La casa farmaceutica francese Sanofi permetterà l’accesso a BioNtech a un impianto produttivo proprietario a Francoforte. La produzione inizierà la prossima estate e supererà le centinaia di milioni di dosi del vaccino a Rna messaggero

Sanofi

Sanofi affiancherà Pfizer nella produzione del vaccino contro Covid-19 nell’Unione Europea. Ad annunciarlo è l’amministratore delegato della casa farmaceutica francese Paul Hudson in un’intervista a Le Figaro. Nel dettaglio, Sanofi permetterà a BionNTech l’accesso a un impianto di produzione proprietario a Francoforte.

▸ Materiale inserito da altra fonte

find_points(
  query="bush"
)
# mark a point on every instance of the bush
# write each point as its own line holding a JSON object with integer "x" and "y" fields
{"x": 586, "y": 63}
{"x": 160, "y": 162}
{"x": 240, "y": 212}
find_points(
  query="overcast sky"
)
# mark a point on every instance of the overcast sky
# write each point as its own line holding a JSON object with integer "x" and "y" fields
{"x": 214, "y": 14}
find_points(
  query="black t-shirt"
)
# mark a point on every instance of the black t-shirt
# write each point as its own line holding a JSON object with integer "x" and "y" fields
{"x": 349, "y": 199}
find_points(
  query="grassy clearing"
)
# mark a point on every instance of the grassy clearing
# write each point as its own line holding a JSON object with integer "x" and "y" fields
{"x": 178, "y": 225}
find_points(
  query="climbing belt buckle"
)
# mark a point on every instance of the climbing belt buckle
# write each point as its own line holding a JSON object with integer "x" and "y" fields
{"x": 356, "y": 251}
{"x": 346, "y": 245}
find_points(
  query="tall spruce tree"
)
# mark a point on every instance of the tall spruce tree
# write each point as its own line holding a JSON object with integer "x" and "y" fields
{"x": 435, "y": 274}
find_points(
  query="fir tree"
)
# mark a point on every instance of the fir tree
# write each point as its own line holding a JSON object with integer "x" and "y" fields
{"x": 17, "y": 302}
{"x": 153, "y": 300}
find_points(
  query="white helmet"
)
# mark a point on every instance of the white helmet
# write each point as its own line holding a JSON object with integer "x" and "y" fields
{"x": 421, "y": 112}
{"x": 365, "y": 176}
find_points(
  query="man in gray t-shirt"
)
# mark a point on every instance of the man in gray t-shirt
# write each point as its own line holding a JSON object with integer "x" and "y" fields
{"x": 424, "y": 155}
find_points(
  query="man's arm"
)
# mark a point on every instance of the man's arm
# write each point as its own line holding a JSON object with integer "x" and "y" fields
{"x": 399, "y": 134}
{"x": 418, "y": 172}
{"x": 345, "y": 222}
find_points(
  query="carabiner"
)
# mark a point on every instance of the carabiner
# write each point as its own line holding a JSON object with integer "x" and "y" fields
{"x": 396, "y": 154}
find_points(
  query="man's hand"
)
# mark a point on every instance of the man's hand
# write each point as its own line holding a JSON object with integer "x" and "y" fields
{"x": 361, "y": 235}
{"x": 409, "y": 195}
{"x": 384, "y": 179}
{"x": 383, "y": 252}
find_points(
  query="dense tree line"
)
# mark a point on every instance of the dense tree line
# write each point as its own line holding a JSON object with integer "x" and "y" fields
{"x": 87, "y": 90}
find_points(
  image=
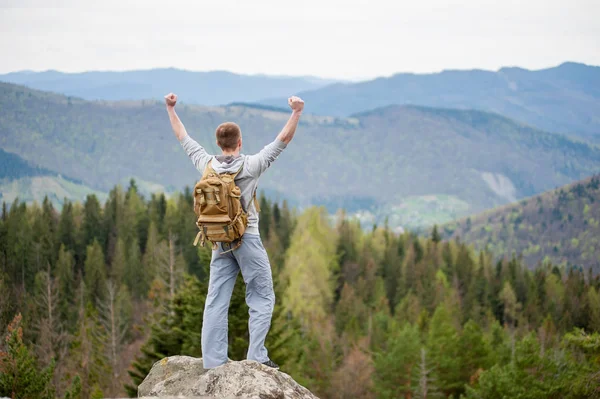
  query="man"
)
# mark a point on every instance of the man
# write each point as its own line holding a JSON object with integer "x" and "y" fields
{"x": 251, "y": 257}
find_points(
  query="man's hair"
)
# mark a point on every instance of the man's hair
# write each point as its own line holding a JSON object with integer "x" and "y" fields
{"x": 228, "y": 135}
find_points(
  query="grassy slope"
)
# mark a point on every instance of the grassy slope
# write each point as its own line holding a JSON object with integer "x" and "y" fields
{"x": 562, "y": 225}
{"x": 373, "y": 160}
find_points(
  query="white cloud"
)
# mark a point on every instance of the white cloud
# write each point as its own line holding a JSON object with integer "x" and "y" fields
{"x": 342, "y": 39}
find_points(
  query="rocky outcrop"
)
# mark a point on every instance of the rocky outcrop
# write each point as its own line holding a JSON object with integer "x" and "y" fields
{"x": 184, "y": 376}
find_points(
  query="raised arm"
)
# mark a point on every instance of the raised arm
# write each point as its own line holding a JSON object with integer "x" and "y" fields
{"x": 260, "y": 162}
{"x": 287, "y": 133}
{"x": 195, "y": 151}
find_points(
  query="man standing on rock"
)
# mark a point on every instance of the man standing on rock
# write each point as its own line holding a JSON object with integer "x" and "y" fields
{"x": 250, "y": 257}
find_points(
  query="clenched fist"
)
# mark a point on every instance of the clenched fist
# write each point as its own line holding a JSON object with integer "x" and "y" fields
{"x": 171, "y": 99}
{"x": 296, "y": 103}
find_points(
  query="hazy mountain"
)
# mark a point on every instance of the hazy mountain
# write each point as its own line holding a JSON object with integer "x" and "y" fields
{"x": 207, "y": 88}
{"x": 562, "y": 225}
{"x": 562, "y": 99}
{"x": 384, "y": 161}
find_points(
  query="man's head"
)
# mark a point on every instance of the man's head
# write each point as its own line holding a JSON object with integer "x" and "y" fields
{"x": 229, "y": 136}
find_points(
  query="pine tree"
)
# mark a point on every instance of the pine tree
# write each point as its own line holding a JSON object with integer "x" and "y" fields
{"x": 353, "y": 379}
{"x": 396, "y": 363}
{"x": 92, "y": 227}
{"x": 425, "y": 381}
{"x": 309, "y": 269}
{"x": 66, "y": 227}
{"x": 443, "y": 345}
{"x": 134, "y": 276}
{"x": 118, "y": 262}
{"x": 115, "y": 329}
{"x": 593, "y": 300}
{"x": 95, "y": 273}
{"x": 174, "y": 328}
{"x": 66, "y": 287}
{"x": 87, "y": 358}
{"x": 435, "y": 235}
{"x": 473, "y": 352}
{"x": 51, "y": 342}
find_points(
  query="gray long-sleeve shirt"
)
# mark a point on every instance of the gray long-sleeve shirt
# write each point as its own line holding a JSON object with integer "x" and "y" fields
{"x": 247, "y": 180}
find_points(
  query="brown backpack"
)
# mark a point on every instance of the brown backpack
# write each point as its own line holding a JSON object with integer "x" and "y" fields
{"x": 217, "y": 204}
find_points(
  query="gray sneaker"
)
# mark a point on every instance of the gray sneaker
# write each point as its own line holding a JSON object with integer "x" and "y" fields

La produzione inizierà la prossima estate e sarà di oltre 100 milioni di dosi del vaccino a Rna messaggero.

L’impegno di Sanofi

“Dall’inizio dell’epidemia, Sanofi è stata impegnata nella lotta contro Covid-19, lavorando allo sviluppo di farmaci e di due vaccini. Dal momento che siamo in ritardo di qualche mese sul nostro vaccino principale – ha spiegato il numero uno di Sanofi – ci siamo chiesti come renderci utili adesso, in quale altro modo partecipare allo sforzo collettivo per uscire da questa crisi il più rapidamente possibile. Abbiamo studiato le diverse opzioni possibili prima di rivolgerci a Pfizer/BioNTech con cui abbiamo firmato un accordo martedì”.

Altri accordi

Come riporta Bloomberg, lo sforzo di Sanofi per sviluppare un vaccino con un’altra grande azienda farmaceutica, GlaxoSmithKline Plc, è rallentato per complicazioni legati ai test clinici, il che significa che non sarà pronto entro l’estate come previsto. Pfizer e BioNTech hanno cercato modi per aumentare l’offerta della loro immunizzazione, dall’espansione degli impianti esistenti all’aggiunta di fornitori e produttori a contratto.

Il vaccino di Sanofi

Sanofi ha affermato che il proprio candidato al vaccino Covid-19 inizierà un altro studio clinico intermedio a febbraio, con il potenziale di raggiungere il mercato nel quarto trimestre. Il prodotto sperimentale ha subito un duro colpo a dicembre dopo che uno studio ha dimostrato che non era riuscito a produrre una risposta abbastanza forte nelle persone anziane, forse a causa di un errore di formulazione. Sanofi prevede inoltre di avviare i primi studi clinici per il proprio candidato al vaccino Rna messaggero a febbraio o marzo.